Benedetto Croce continua ad essere d’attualità a 150 dalla nascita
Benedetto Croce, a 150 anni dalla nascita, potrebbe anche dirsi “l’uomo che piantava gli alberi”, parafrasando il tema del racconto di Jean Giono del 1980, storia di un contadino che giorno dopo giorno, silenziosamente, ripopola una montagna della Provenza.
Se ne è parlato a Firenze in un convegno della Fondazione Spadolini, al Pian de’ Giullari; ad Andria, per la Società di Storia Patria, e Trani, nella Biblioteca “Bovio”. Tornano, così, al centro del dibattito le fondazioni di tante scoperte e ricerche: l’autonomia dell’arte; il rinnovato interesse per Giambattista Vico, “primo scopritore della scienza estetica” e tema delle fondamentali
monografie del Croce, da cui molti han ripreso successivi spunti di riflessione e persino d’immotivata polemica; il rapporto di “contenuto” e “forma” a proposito dell’ “interessante” in arte, fino alla pubblicazione del carteggio iniziale tra Croce e Gentile nel “Giornale critico della
filosofia italiana” diretto dal Garin, e alle felici postille di Eugenio Montale; gli studi sul “secentismo”, commentati da Vittorio Stella e
Gennaro Sasso.
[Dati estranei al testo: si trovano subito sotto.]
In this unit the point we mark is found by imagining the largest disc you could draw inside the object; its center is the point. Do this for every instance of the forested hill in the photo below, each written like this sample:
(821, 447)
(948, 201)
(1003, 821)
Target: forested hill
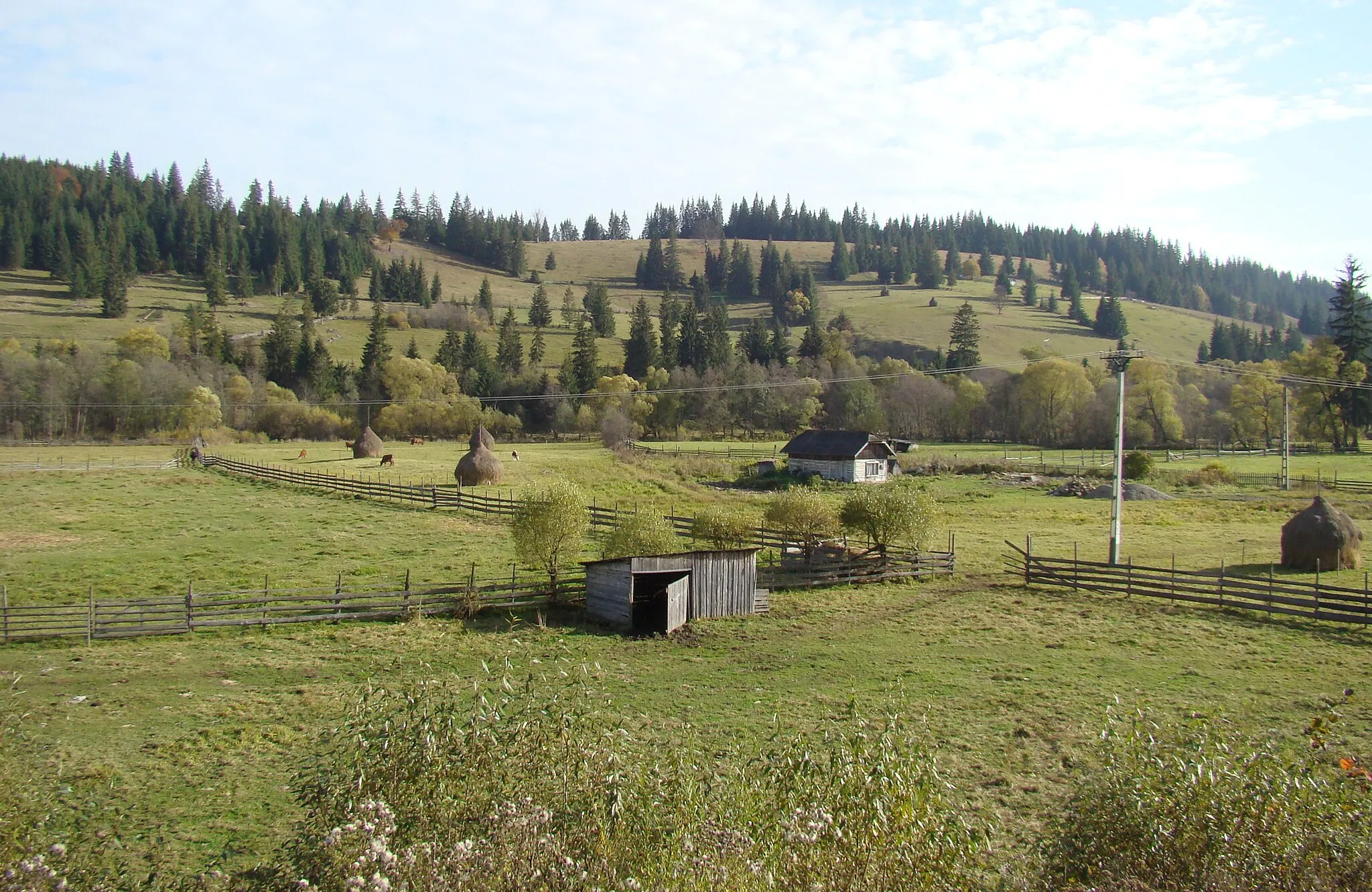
(96, 225)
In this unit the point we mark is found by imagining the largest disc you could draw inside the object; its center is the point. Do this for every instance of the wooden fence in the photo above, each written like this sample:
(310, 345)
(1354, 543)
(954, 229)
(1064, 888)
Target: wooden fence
(1265, 594)
(175, 615)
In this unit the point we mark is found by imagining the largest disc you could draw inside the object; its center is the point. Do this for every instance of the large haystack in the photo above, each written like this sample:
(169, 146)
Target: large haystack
(368, 445)
(479, 466)
(1322, 533)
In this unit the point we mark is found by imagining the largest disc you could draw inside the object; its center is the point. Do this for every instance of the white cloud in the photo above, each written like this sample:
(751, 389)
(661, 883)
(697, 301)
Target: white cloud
(1025, 109)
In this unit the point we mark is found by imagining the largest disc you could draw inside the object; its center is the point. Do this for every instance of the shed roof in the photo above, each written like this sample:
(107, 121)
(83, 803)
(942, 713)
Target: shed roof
(627, 558)
(833, 444)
Croce si rivela “scopritore” anche del Seicento: di Federico Della Valle e della tragedia; Giambattista Basile e lo “Cunto de li cunti”, poi rieditato con ammirazione per il senso del celeste da Italo Calvino; Torquato Accetto e il trattatello “Della dissimulazione onesta” (utilizzato da italianisti e francesisti illustri come Corrado Rosso e Giovanni Macchia, filologi come Salvatore S. Nigro, interpreti della
“Geometria delle passioni” qual Remo Bodei e Umbero Eco ne “L’isola del giorno prima”).
Senza l’alberello piantato da Croce, non sarebbe potuta nascere la “foresta” con ricca vegetazione di complemento. L’immagine batte alla mente a paragone della tutela del bosco di Sant’Antonio negli Altipiani delle Cinquemiglia, in Abruzzo, del resto collegata alla idea “Pro Italia Nostra” di Cesare De Lollis e alla fondazione del gran Parco
Nazionale; e alla recente rivisitazione della “Pala del Ventilato in Crusca”, opera di Roberto Di Jullo per l’accademico Francesco Sabatini. La
“Pala” rappresenta in primo piano la figura di un contadino che alza una pala piena di grano, perché il vento ne rimuova la pula, all’insegna del
soprascritto motto petrarchesco “L’aura mi volve, et son pur quel ch’ i’era”. Sullo sfondo si vede il bel paesaggio proprio dell’ Altipiano, nelle montagne abruzzesi, comprensivo di Pescocostanzo, natìo loco non solo di Francesco Sabatini, ma anche del di lui genitore, studioso di storia patria e delle vicende urbanistiche di “Pesco”. Del resto, la pula che si muove in aere ci vuol sembrare – essa pure – immagine della “vitalità”, la categoria forse più importante nell’ultima fase del pensiero crociano,
come “Ursprung” e modo fondante dell’intiera vita spirituale. E il rimaner “pur quel ch’i’ era” allude alla costanza dei princìpi spirituali, forti
perché fondativi, anche quando paiono labili o deboli: specie nella difficile stagione – che attraversiamo – che indulge al “relativismo”, che
non sia “Escape from Man”, o “Fuga dall’ Umano” e”Fine della Civiltà”.
A queste riflessioni sollecita la “armonia di Pescocostanzo”, dal palazzo Sabatini alla piazzetta con fontana e Palazzo Fanzago, grande architetto
da Clusone sceso a operare nel Centro e Mezzogiorno d’Italia.